My Father Was A Lunatic

Dentist Riot

Fig. 1

And still is. And, he’d agree. Happily. During his speech at my wedding, he extracted a long-ago Father’s Day card, from me, from his suit pocket, which I had forgotten until that moment. In it, I had quoted Spike Milligan. My father, with great relish, read said quote: “My father had a profound influence upon me. He was a lunatic.” I adore my father. That’s him (see Fig. 1), snoozing with a teddy bear at a family friend’s party several years ago. When things are going well, one of his favourite sayings is “life wasn’t meant to be this easy!” with a feigned tone of astonishment.I was reminded of this last week when I read a rather radical statement in the thought-provoking book Intentional Parenting. The author, Dr Yvonne Sum, asks us to “imagine what it would be like to believe that life is easy.” She suggests that we “have been indoctrinated to believe these rules:

  • Life is bitter.
  • Suffer for your art – or else it’s not worth it.
  • Honest living comes from good hard work.
  • We work to live, we live to work.
  • Easy come, easy go.
  • It’s too good to be true.

… If your reality is to believe life is hard, evidence justifying that in your life validates the rule. Each event reinforces your belief that it is so – and you make decisions according to that reality. To change your reality, you must change the rules you live by.”

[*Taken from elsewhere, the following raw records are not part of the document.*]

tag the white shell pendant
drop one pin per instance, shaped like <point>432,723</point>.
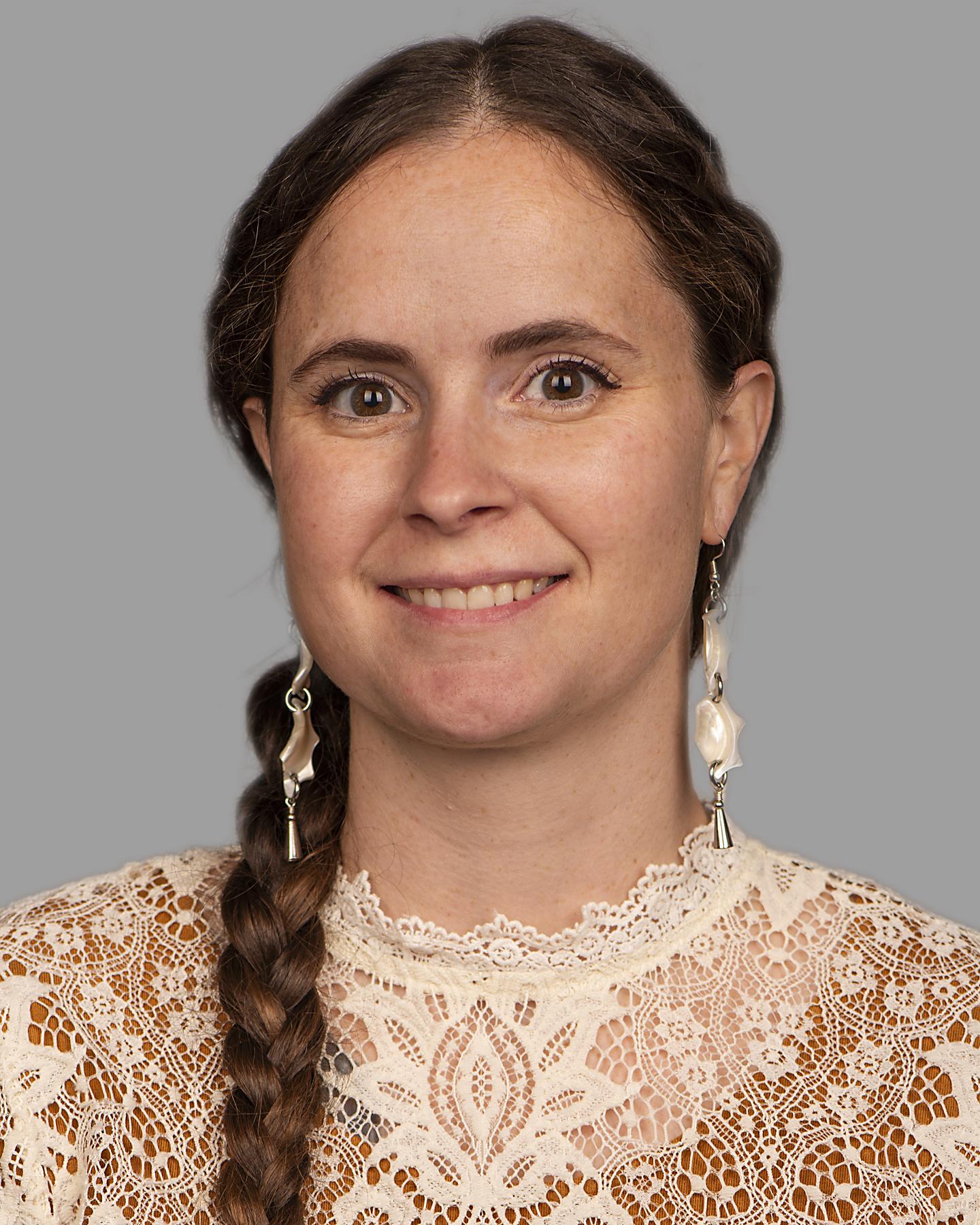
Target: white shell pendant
<point>717,725</point>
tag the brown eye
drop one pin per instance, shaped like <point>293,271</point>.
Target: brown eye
<point>566,382</point>
<point>370,399</point>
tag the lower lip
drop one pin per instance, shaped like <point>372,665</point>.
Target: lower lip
<point>474,617</point>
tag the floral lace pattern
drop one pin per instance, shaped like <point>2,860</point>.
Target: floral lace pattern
<point>749,1038</point>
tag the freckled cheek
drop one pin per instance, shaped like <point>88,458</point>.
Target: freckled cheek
<point>640,514</point>
<point>326,522</point>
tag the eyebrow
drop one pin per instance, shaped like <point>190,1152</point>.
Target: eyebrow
<point>504,344</point>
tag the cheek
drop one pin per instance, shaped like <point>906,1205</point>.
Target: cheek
<point>329,512</point>
<point>641,493</point>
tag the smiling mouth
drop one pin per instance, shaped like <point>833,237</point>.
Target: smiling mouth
<point>482,597</point>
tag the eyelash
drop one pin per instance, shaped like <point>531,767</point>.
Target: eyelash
<point>327,390</point>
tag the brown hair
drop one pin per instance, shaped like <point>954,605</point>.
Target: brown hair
<point>548,80</point>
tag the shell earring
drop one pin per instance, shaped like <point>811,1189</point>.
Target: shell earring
<point>717,727</point>
<point>298,755</point>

In other words, it is our learned attitudes and thought processes that make life more difficult and complicated and prosaic than it should or needs to be. I am convinced the universe lead me to this book and this idea after my crabby mood and subsequent vent last week. I was presented with just the opportunity and inspiration for the attitude adjustment I needed.

My life is easy. I am one of the luckiest people I know. Of course I have experienced suffering and tragedy. I do not think it is realistic to maintain a state of ecstatic joy during every life experience. However, quite simply, I can now see last week’s mental funk for what it was – a relapse into my old, habitual pessimism and melancholy. When I made the conscious decision at the beginning of the year to fall in love with life again, I knew it would require work, attention, reflection and, above all, action, and I knew it would not happen instantly. I choose to apply two of my new rules, gratitude and self-compassion, and sally forth.

“To me alone there came a thought of grief:

A timely utterance gave that thought relief,

And again I am strong.

No more shall grief of mine the season wrong.”

– William Wordsworth, Intimations of Immortality

PS – My father’s favourite song is the Monty Python classic, Always Look on the Bright Side of Life Apt, non?


8 responses to “My Father Was A Lunatic

  1. Your dad sounds great. Am following your struggle with melancholy closely as I am a lot like you in this regard. Take it easy and be kind to yourself, you are a good woman.

    • He is a wonderful, hilarious, unusual man. Re melancholy, it is something that has aways been a part of who I am, even from quite a young age. I feel things, good and bad, very deeply, and find it difficult to “let go”. I do not think it is something to be ashamed of, or to quash completely. Part of my “journey” this year is learning how to acknowledge it, feel it, and then move past it again and not lose sight of the wonder and beauteousness of life, which I was realy in danger of doing last year. xx

  2. The old power of the mind, of the right attitude – reminds me of some Ghibran: “Your living is determined not so much by what life brings to you as by the attitude you bring to life; not so much by what happens to you as by the way your mind looks at what happens.” This puts you in the drivers seat.